Franco Londoño, Jose Alonso. ¡Que Viva el Porro!. Historia, Desarrollo y Actualización del Porro en Medellín. Editorial Diseño y Letras. Medellín. 2010

Londoño Fernández, María Eugenia. Para construir una consciencia colectiva y musical del porro. Entrevista realizada por Alonso Franco Londoño. Revista Porro y Folclor. Edición No. 8. Medellín. Diciembre de 2010

Tapias, Carlos Londoño. El Porro Marcado. Revista Porro y Folclor No. 1. Medellín, julio de 2002.

Valencia Salgado, Guillermo. El Porro Sinuano. Revista Embera. Sin más datos.

Entrevistas:

Arturo Vahos. Entrevista realizada por Alonso Franco L. 6 de abril de 2017

Carlos Tapias. Entrevista realizada por Alonso Franco L. 9 de marzo de 2017

Eliana De León. Entrevista realizada por Alonso Franco L. 22 De marzo de 2017

Enrique Álvarez. Entrevista realizada por Alonso Franco L. 8 de abril de 2017

Miryam Suaza. Entrevista realizada por Alonso Franco L. 29 de marzo de 2017

Ximena Zapata. Entrevista realizada por Alonso Franco L. 15 de marzo de 2017

Walter Ovidio Grajales Ospina. Entrevista realizada por Alonso Franco L. 24 de marzo de 2017

José Alonso Franco Londoño: Docente investigador y director de la Revista Porro y Folclor.

Para entender un poco lo que pensamos los pelayeros sobre el Festival del Porro Marcado, o Festival del Porro de Medellín, teoricemos un poco sobre el tema para, de esa manera, pisar un terreno más firme. La palabra fiesta viene del latín festa que significa reunión para expresión de alegría. “Es un conjunto de actos y diversiones que se organizan para regocijo público con motivo de un acontecimiento conmemorativo” (Ocampo 1985. P. 32). Ocampo define la fiesta como “… una reunión conmemorativa de carácter colectivo, en la cual se expresa alegría, diversión, ceremonia ritual y alborozo popular” (Ocampo 1985. P. 32). Las fiestas no son nuevas, ni son el producto de la vagancia y la pereza de los pueblos. Son muy antiguas y hacen parte de los orígenes de la humanidad y consultan con los intereses más profundos del ser humano. “La necesidad festiva está presente en la actividad de todas las sociedades humanas y se expresa a través de celebraciones rituales y acontecimientos conmemorativos que se organizan para regocijo público” (Pizano. 2004, Pp. 20)

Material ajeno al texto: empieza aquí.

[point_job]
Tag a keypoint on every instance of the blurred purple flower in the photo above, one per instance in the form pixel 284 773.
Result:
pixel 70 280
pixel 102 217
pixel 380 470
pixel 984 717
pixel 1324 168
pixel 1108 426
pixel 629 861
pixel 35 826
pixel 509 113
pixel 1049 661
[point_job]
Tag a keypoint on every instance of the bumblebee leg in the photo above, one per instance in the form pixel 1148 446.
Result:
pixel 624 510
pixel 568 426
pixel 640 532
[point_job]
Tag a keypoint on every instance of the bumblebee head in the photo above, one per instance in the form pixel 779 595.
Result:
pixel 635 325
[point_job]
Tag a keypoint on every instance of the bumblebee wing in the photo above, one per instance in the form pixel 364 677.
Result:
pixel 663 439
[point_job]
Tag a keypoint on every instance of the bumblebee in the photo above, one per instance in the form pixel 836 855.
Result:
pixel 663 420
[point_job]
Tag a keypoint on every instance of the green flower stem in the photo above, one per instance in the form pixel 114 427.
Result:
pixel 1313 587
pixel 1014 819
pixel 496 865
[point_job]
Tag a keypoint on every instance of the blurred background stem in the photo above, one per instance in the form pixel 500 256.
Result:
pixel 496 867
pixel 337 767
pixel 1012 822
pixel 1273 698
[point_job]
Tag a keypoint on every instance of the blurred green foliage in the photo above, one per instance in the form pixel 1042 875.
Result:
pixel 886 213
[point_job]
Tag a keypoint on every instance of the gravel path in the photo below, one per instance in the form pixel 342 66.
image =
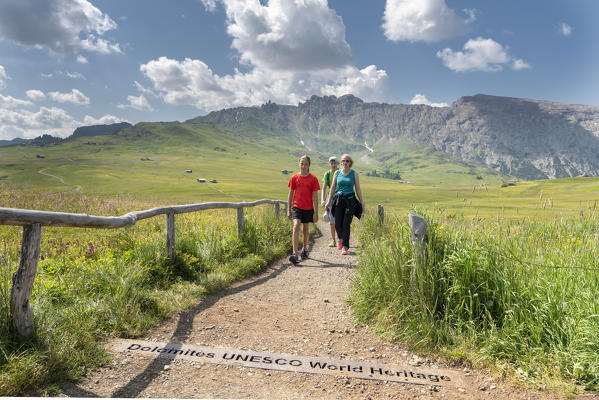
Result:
pixel 298 310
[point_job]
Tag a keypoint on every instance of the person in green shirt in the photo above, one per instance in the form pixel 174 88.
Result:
pixel 327 181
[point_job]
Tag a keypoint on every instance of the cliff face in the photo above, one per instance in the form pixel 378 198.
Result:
pixel 530 139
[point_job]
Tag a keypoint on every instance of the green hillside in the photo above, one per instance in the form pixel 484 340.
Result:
pixel 248 167
pixel 150 159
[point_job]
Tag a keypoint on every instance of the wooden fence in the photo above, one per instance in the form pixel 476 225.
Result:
pixel 33 220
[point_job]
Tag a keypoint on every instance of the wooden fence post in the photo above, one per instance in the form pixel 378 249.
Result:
pixel 381 214
pixel 418 230
pixel 240 222
pixel 22 282
pixel 170 235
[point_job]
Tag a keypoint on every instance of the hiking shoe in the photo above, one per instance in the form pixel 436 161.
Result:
pixel 304 254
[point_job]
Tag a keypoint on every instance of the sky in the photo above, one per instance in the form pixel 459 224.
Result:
pixel 70 63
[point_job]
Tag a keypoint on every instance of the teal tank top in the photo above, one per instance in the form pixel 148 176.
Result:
pixel 345 183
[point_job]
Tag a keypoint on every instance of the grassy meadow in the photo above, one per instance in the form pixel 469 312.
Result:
pixel 509 281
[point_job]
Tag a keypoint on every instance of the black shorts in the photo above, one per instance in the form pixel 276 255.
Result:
pixel 305 216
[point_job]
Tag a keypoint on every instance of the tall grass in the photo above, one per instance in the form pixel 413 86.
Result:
pixel 520 297
pixel 94 283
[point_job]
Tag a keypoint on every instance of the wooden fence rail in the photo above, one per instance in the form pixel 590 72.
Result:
pixel 33 220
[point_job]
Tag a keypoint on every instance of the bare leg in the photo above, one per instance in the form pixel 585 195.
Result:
pixel 306 235
pixel 296 228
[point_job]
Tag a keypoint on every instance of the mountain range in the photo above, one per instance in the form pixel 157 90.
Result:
pixel 529 139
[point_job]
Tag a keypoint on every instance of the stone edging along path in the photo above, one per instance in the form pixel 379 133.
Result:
pixel 227 346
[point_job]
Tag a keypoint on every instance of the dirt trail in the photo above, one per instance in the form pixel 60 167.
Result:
pixel 298 310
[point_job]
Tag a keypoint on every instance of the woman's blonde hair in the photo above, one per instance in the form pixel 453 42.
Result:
pixel 351 162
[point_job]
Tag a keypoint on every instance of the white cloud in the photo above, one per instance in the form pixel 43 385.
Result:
pixel 298 35
pixel 565 29
pixel 36 95
pixel 144 90
pixel 63 26
pixel 520 64
pixel 422 20
pixel 479 55
pixel 137 102
pixel 471 13
pixel 421 99
pixel 74 75
pixel 75 97
pixel 210 5
pixel 11 102
pixel 104 120
pixel 3 76
pixel 292 48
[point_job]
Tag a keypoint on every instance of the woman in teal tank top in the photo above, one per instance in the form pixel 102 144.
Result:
pixel 346 186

En torno de las fiestas hay un imaginario que corresponde con la historia y tradiciones de los pueblos. No son, en manera alguna, expresiones carentes de sentido. No es éste el espacio para un detenido estudio de las fiestas pero son expresiones tan queridas por los pueblos, que en un momento determinado adquieren un carácter casi sagrado y tienen que ver con la vida misma. “Las fiestas son construcciones míticas simbólicas en las que se manifiestan las creencias, mitos, concepciones de la vida y del mundo y los imaginarios colectivos y están asociadas a algunas etapas del ciclo vital, de la economía, de las creencias religiosas, de la política y de otras motivaciones humanas. Se transmiten por tradición y son originales y propias de una sociedad, en un espacio y un tiempo determinado” (Pizano. 2004, Pp. 20)

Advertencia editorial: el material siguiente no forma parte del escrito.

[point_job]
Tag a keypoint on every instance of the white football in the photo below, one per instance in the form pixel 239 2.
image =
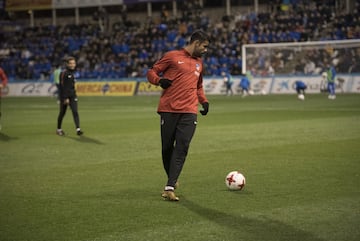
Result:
pixel 235 180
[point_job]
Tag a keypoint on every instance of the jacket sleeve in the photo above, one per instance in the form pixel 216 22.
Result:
pixel 200 91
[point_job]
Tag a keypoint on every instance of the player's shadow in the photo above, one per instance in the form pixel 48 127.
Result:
pixel 4 137
pixel 259 228
pixel 86 139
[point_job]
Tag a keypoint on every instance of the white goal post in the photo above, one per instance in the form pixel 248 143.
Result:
pixel 301 58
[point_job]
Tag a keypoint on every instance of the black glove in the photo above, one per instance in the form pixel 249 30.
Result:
pixel 165 83
pixel 205 108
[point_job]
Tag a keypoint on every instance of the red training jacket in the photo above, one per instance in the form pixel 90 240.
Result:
pixel 186 90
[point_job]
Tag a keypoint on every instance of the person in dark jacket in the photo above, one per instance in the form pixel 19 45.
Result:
pixel 68 97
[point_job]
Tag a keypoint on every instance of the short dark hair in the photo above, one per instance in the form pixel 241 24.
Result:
pixel 67 59
pixel 199 35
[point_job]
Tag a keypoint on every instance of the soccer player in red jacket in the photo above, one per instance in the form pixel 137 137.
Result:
pixel 179 73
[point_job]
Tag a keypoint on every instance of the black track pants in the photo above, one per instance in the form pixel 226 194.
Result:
pixel 177 130
pixel 74 109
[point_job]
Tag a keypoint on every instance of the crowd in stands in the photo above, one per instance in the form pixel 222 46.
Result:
pixel 128 48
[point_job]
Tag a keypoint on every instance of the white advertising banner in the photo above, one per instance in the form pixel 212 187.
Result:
pixel 285 85
pixel 84 3
pixel 31 89
pixel 216 85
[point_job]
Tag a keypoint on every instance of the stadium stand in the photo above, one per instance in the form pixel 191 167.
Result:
pixel 126 48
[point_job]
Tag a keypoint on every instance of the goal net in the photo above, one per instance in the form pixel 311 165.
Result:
pixel 302 58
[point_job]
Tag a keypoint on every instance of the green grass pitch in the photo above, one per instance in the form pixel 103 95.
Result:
pixel 301 160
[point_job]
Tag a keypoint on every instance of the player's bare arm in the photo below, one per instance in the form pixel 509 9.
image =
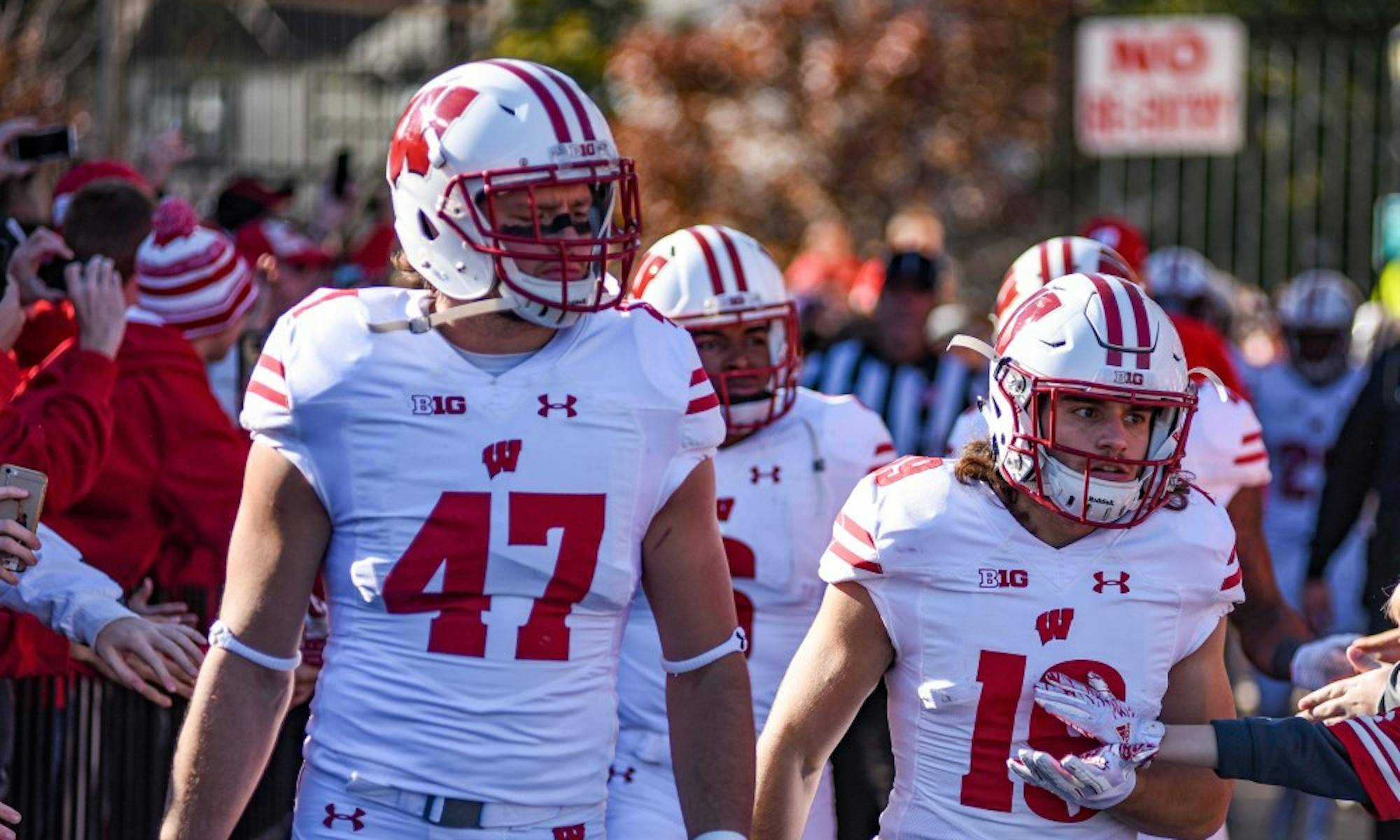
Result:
pixel 276 550
pixel 712 715
pixel 1172 800
pixel 838 667
pixel 1269 629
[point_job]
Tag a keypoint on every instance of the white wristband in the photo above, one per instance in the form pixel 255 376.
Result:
pixel 737 643
pixel 222 636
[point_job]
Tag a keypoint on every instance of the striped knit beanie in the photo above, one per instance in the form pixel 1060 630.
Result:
pixel 191 276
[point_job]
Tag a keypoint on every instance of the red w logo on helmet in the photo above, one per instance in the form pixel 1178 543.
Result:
pixel 1035 309
pixel 435 108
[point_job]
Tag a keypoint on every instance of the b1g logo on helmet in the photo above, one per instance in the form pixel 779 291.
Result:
pixel 436 110
pixel 584 149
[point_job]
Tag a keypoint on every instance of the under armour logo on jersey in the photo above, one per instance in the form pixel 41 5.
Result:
pixel 332 816
pixel 1122 583
pixel 568 407
pixel 502 457
pixel 425 404
pixel 999 579
pixel 1055 625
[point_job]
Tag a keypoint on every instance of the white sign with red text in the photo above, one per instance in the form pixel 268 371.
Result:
pixel 1164 85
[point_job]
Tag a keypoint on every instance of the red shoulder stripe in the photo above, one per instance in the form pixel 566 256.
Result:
pixel 272 365
pixel 838 550
pixel 704 404
pixel 855 530
pixel 274 397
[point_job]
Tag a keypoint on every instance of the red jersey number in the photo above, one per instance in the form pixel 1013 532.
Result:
pixel 458 534
pixel 988 785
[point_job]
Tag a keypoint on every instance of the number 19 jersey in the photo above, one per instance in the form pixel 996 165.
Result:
pixel 978 610
pixel 485 540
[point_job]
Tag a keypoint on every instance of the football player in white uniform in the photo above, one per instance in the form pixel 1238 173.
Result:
pixel 1226 458
pixel 482 472
pixel 1044 548
pixel 789 461
pixel 1300 402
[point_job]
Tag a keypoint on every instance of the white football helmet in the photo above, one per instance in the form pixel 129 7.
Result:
pixel 1101 338
pixel 1315 312
pixel 709 276
pixel 1056 258
pixel 467 166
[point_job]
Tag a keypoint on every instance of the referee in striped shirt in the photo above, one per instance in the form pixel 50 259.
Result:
pixel 891 368
pixel 919 393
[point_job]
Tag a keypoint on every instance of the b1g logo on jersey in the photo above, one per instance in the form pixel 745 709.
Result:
pixel 425 404
pixel 1003 579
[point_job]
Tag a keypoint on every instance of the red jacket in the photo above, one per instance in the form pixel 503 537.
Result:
pixel 174 472
pixel 48 324
pixel 62 429
pixel 61 422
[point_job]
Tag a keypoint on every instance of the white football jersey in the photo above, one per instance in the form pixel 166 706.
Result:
pixel 778 493
pixel 978 610
pixel 1224 447
pixel 485 536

Un Festival del Porro en San Pelayo (1977) tiene unos antecedentes, el Festival del Río en Montería (1969) y las piquerias de bailes cantaos del siglo XIX en el Caribe Colombiano, que por supuesto, también existieron en San Pelayo y Montería.

El fandango actual, con música de bandas al centro, bailado en rueda, en sentido contrario a las agujas del reloj, tiene en el lumbalú y en el bullerengue, sus antecedentes, que registramos en los fandangos “paseaos” de “chuchurubí y la Ceiba, en Montería, “Pelusa y Tomate” en San Pelayo, “Remolino y Cascajal” en Lorica, Rabisa y Las Flores en Cereté. En los fandangos paseaos de Montería y San Pelayo, como en los cantos de lumbalú y bullerengue, los protagonistas eran mujeres: En Montería: Elena Marchena y Sabina Gutiérrez; en San Pelayo: Damiana Lagares y Ana Teodora Padilla. Ellas hacen parte de la tradición según la cual son las mujeres las protagonistas, versificadoras de los bailes “cantaos”, prácticas que de paso, tienen unos auténticos mitos de la cultura popular: Lucia Ochoa y Candelaria Vacunare. Los hombres tienen un papel importante pero secundario: Son los tamborileros. Ellas son las cantadoras, es decir, ágiles improvisadoras de versos, generalmente con rima. En aquella época como en la actual, en el fandango es la mujer la que juega un papel principal. Por eso cuando se habla de fandango se reconoce a María Varilla y “Pola Vette”. Nunca o casi nunca se destaca tanto a un hombre como bailador de fandango. Solo cuando la bailadora lo reconoce y califica de “bueno”, entonces se sabe de un hombre bailador de fandango.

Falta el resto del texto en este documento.